Among the works of recent years, it is also worth mentioning Machine Learning-Based Network Anomaly Detection: Design, Implementation, and Evaluation (2024) [39], where the authors developed a comprehensive approach to searching for anomalies in network traffic using session features and SVM and XGBoost classifiers. The article Impact of Machine Learning on Intrusion Detection Systems for the Protection of Critical Infrastructure [40] (2021) systematises the experience of using ML to protect industrial systems and outlines directions for improving IDS. Deep Learning Approaches for Intrusion Detection Systems: A Survey [41] (2020) provides an overview of CNN-, RNN-, and autoencoder models that exhibit competitive results on the KDDCup and NSL-KDD datasets. The paper An Ensemble Deep Learning Approach for Cyberattack Detection in Cloud Computing [42] (2019) proposes an ensemble CNN+LSTM for attack detection in cloud environments, demonstrating high accuracy due to the combination of spatial and temporal features. The paper Malware Detection Using Convolutional Neural Networks and Transfer Learning [43] (2020) demonstrates how the use of pre-trained CNN architectures improves malware classification. The Hybrid Artificial Intelligence System for DDoS Attack Detection [44] (2022) presents a combination of neural networks and stochastic methods for early detection of DDoS flows. Finally, A Survey on Machine Learning and Deep Learning Techniques for Cybersecurity [45] offers a broad systematisation of ML/DL applications for intrusion detection, malware, and other cyber threats.

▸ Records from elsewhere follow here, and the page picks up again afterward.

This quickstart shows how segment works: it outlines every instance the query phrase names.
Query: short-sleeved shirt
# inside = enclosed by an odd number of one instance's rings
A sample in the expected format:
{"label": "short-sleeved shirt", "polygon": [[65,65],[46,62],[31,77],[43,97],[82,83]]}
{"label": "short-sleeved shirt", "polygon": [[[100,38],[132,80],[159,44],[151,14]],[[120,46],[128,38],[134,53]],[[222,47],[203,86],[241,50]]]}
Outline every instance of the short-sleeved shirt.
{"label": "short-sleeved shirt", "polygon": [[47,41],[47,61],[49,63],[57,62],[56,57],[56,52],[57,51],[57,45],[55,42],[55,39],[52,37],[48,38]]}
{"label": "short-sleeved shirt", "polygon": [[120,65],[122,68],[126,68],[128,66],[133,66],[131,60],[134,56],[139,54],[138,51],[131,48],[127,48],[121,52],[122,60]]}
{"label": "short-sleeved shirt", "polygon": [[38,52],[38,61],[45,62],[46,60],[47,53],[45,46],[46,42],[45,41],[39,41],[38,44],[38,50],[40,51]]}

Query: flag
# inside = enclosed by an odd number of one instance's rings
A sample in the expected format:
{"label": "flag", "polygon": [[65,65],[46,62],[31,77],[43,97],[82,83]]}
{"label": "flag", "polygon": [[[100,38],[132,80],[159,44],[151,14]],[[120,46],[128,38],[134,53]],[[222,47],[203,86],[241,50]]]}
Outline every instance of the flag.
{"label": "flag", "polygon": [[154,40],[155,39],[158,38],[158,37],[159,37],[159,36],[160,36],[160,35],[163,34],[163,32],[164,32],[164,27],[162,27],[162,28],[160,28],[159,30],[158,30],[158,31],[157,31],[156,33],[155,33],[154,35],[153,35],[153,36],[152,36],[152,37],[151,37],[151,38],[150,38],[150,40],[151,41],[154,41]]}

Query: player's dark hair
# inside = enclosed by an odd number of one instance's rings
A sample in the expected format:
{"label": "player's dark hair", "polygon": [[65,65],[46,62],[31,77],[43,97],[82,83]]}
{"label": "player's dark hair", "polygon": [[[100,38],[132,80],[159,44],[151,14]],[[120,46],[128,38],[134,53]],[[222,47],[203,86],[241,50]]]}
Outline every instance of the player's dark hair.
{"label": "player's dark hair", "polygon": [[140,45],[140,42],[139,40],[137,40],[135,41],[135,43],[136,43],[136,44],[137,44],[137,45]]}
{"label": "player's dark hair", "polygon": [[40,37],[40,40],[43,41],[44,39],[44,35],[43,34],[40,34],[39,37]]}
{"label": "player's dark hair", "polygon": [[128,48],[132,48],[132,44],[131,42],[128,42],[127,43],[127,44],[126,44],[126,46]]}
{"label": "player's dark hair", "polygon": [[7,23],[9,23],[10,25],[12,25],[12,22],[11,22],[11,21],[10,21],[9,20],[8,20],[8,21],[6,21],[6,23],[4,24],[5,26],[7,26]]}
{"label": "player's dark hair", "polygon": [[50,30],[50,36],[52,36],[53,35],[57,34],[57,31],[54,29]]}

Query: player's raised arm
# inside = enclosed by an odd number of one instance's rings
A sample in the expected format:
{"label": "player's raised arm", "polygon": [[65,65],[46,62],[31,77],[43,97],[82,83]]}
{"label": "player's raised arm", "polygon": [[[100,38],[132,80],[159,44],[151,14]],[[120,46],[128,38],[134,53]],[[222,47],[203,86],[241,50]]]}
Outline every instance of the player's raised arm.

Recent research studies have explored large language models (LLMs) for code analysis and semiautomatic triage support [21], as well as mixed expert approaches MoEVD, where the type of CWE is first determined and then a specialised detector for a specific class is activated [19]. In parallel, work is emerging aimed at improving the robustness and explainability of models: “are we learning the right features” analysis and spurious pattern detection [17], causal learning for cutting off false correlations CausalVul [18], counterfactual explainers CFExplainer for GNN detectors [24], and contrastive explainability methods Coca [25].

In addition to finding errors in the source code, artificial intelligence is widely used to detect malicious traffic, botnets, DDoS attacks, and hidden data. For example, Savenko et al. proposed a method for dynamic detection of malicious code based on API call tracing [31]. Pomorova et al. used a rich-agent architecture and fuzzy logic to detect botnets in corporate networks [32]. Lysenko et al. applied evolutionary algorithms to detect cyberattacks [33], and also investigated the detection of low-speed DDoS attacks using self-similar traffic features [34]. Other works apply the clonal selection algorithm [35] and semi-classical fuzzy clustering, fuzzy-c-means to detect DDoS botnets [36]. A method for detecting steganographic changes based on machine learning has been proposed for media content [37].

Despite significant progress, most approaches focus either on one subtype of overflow (most often stack overflow) or on a specific language/paradigm and rarely take into account the limitations of system/embedded software (RTOS, drivers, MCU environment). This is manifested in the instability of metrics in “atypical” cases, difficulties with portability between projects, and the lack of clear explanations for developers. That is why, further in this article, we rely on formal risk conditions and patterns from CVE/NVD/OWASP as an interpreted basis. We apply a three-class YOLO detector (Stack/Heap/Off-by-One) on graph code renderings on top to combine scalability, generalizability, and explainability in the context of system software.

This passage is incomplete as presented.